Accanto alla storica Ca’ Granda, il primo Ospedale di Milano fondato nel 1456 per volere di Francesco Sforza, il Nuovo Policlinico, progetto guidato da Techint S.p.A con Boeri Studio (Stefano Boeri Architetti e Barreca & Lavarra), ABDarchitetti, C+S associati, Labics, B.T.C., LAND, TRT Trasporti e Territorio (fine lavori prevista entro il 2025), ospiterà un giardino pensile di circa 7mila mq – il primo di questo genere al mondo – costruito a 20 metri di altezza dal suolo, e va quindi nella direzione di un nuovo modello di nosocomio in cui degenti e personale sanitario usufruiscono dei benefici generati dalla presenza di natura: l’area verde è stata infatti concepita come uno spazio speciale e simbolico dove cresceranno piante legate da secoli alla pratica medica – quali per esempio la melissa, la valeriana o il salice – e altre entrate di recente nella moderna farmacopea, come la Vinca Rosea e il Cortico, di cui sono state evidenziate le virtù antitumorali.

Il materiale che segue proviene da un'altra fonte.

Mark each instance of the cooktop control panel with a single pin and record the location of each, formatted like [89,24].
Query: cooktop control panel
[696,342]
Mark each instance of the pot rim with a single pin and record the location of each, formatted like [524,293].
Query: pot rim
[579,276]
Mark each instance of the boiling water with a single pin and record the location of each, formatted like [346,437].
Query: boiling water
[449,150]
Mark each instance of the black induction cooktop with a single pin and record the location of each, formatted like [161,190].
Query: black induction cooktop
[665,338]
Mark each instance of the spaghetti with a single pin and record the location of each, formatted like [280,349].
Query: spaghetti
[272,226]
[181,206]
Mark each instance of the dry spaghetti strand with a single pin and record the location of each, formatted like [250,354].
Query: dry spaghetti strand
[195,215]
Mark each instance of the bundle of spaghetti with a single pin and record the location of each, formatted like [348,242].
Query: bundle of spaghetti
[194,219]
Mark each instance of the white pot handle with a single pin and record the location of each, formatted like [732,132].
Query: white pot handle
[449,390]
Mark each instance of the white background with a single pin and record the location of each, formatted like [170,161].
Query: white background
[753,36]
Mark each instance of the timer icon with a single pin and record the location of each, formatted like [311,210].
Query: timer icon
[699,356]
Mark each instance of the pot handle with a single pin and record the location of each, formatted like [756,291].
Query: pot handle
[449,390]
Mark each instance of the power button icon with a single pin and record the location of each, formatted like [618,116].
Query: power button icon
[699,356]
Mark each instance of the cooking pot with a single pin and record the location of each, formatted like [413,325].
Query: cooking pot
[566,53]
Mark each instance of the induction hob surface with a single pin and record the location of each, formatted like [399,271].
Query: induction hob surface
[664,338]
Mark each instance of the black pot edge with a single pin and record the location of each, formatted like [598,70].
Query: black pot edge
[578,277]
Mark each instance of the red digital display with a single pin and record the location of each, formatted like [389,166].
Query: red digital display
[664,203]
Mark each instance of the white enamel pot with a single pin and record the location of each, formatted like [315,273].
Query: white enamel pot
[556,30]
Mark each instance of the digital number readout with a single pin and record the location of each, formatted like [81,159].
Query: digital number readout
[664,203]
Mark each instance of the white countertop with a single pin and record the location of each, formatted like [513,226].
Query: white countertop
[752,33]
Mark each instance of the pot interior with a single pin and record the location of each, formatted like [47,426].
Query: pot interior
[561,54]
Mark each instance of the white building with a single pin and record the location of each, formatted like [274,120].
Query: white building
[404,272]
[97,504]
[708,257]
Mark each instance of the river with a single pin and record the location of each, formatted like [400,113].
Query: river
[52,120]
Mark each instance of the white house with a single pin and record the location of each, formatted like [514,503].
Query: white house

“Nel nuovo Central Building dell’ospedale, che riunisce i reparti medico/chirurgici e materno/infantili, abbiamo previsto una coppia di edifici in linea, destinati alle aree degenze e agli ambulatori, e un corpo centrale, che ospita i blocchi operatori e le sale parto/travaglio”, dice Boeri. “È sulla copertura di questo fabbricato, da cui lo sguardo spazia sulla skyline di Milano, che sorgerà l’hortus terapeutico riservato ai degenti e agli operatori dei vari reparti, ma che in futuro potrà essere aperto al pubblico per eventi particolari. Al suo interno trova anche posto un giardino riabilitativo, solcato da percorsi con diversi livelli di difficoltà legate a varie tipologie di pavimentazione”. L’ennesima dimostrazione che, nel rinnovato patto fra uomo e natura, tornare alle radici non è più un’opzione, ma un imperativo categorico.